This article is reproduced from Econsultancy’s report, Email Marketing Best Practice: Communications Strategy, authored by Kath Pay, and one of a suite of nine email guides available to members.

One ongoing challenge that many email marketers face is the lack of an overarching strategy in email communications in favour of a campaign-by-campaign approach.

Although this lack of a guiding vision can be understandable for one-person email departments or teams burdened with more work requirements than employees to meet them, it can lead to chaotic communications, wasted time and budget resources, and an increasingly ineffective channel.

For many marketers, the most difficult step is simply knowing where to begin. Making that first step an audit of the email marketing programme delivers two significant benefits:

  • An audit lays out a formal process the marketing team can follow to systematically review all key areas of the programme where the brand might be performing well, underperforming or not addressing in any way.
  • The audit report can help marketers identify opportunities for both short-term and long-term gains as well as prioritise next steps, which could include making incremental changes to capitalise on low-hanging fruit before or as changes are planned to overhaul the whole email programme.

An audit can also reveal problematic acquisition sources, outmoded or broken templates or copy, misfiring automations, deliverability weaknesses, reporting inconsistencies and other problems.

Email teams often conduct an audit to identify problems when revenue is falling or consistently fails to hit annual goals. However, an audit need not wait until an issue arises. In fact, the best time to launch an email audit is before a problem develops. In some marketing teams a new team leader might order an audit to determine the lie of the land if one has not been done within the past few years.

For other teams, email success itself can prompt the company’s leadership team to assign an ambitious email goal for the coming budget year. An email audit in this case could reveal overlooked opportunities for adding revenue, improving acquisition or other strategically aligned goals.

In any event, the marketing team should perform an email audit before undertaking any major changes, such as changing email service providers or significantly increasing investment in email automation and other technology.
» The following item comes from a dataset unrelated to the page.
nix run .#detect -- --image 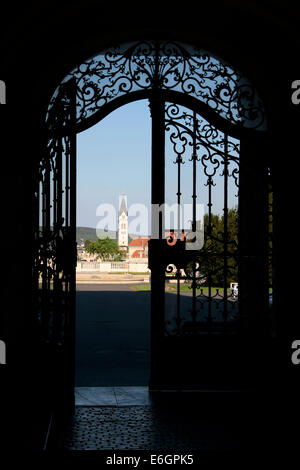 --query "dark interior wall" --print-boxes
[0,0,300,450]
Criteria for an email audit

An email audit will consider the following aspects of an email marketing programme, many of which should be part of email marketing strategy for an organisation:

  1. Email objectives and overall strategy
  2. Deliverability status and trends
  3. What the company’s competitors are doing and how its programme compares
  4. The customer journey, including PPC, website, landing pages and social media touchpoints
  5. List growth trends and statistics
  6. Lifecycle programmes (welcome/first purchase, loyalty, win-back, etc.)
  7. Newsletters, including frequency and content
  8. Design and copy for both promotional and transactional emails
  9. Data use in personalisation and segmentation
  10. The current testing programme
  11. Analytics and metrics

Applying the learning: Consider whether to bring in an outside email auditor

As the list above indicates, the email audit can reach beyond the email team into other departments, including other marketing channels, as well as CRM, IT and database, so it is important to have coordination among departments for an effective audit.

Note also that marketers can often be too close to the email programme to impartially judge its strengths and weaknesses. Inter-department competition and relationships can also hamper the goal of an unbiased and effective audit.

For those reasons, a team considering a full email audit might seek the services of an outside expert who can review all aspects of the email programme objectively.

An experienced, external auditor brings the outsider’s perspective to the email programme, has no allegiances to any departments, can pinpoint problems and possibly suggest solutions the team may have either overlooked or learned to tolerate or work around.

The industry view:

Strategic planning begins with objectives

Mar Juárez, CRM Manager, IVI RMA Global:

“To create our yearly email strategy, we start from the basics – what are the business objectives? Having this in mind, we start planning all the actions we will perform with the email channel and create our roadmap for the upcoming year.”

“If one of our focus points is to increase the conversion of our webinars and to attract new leads to enter the funnel, then we look at the current events’ journeys, copy and design and think [about] how to optimise it so that we can achieve these objectives.

“We always have room for improvement during the year, so the strategy is never set in stone. From past experiences we’ve learnt that it is most important to be flexible and agile when the circumstances require quick changes.”

Email strategy planning leaves room for changes

Kelly Haggard, VP – Marketing Innovation, Synchrony:

“Our email creation process begins at the start of the year, when we sit down and put pen to paper and think about the things that might come up during the year, like a vendor’s new set of features or something in the organisation outside of our team that we might have to support.

“The overall strategy remains pretty consistent throughout the year, but we do leave space to think about new pilots or new proofs of concepts that we can launch throughout the year to provide efficiencies back to the company or deliver against some revenue numbers.”

Audits require impartial review and action on recommendations

Beata Linz, Global CRM Director, AdBirds:

“Brands should do more in-depth analysis and on a constant basis to be able to pinpoint missed opportunities. A comprehensive audit, such as a six-month review and a robust yearly review, helps with this.

“The internal stakeholders often don’t have the time to sit down and look at these from a distance. Having external or fresh eyes to look at it from the outside is always helpful for the organisation. Furthermore, no audit is successful if the actions identified are not being followed up on with an action plan and implementation.”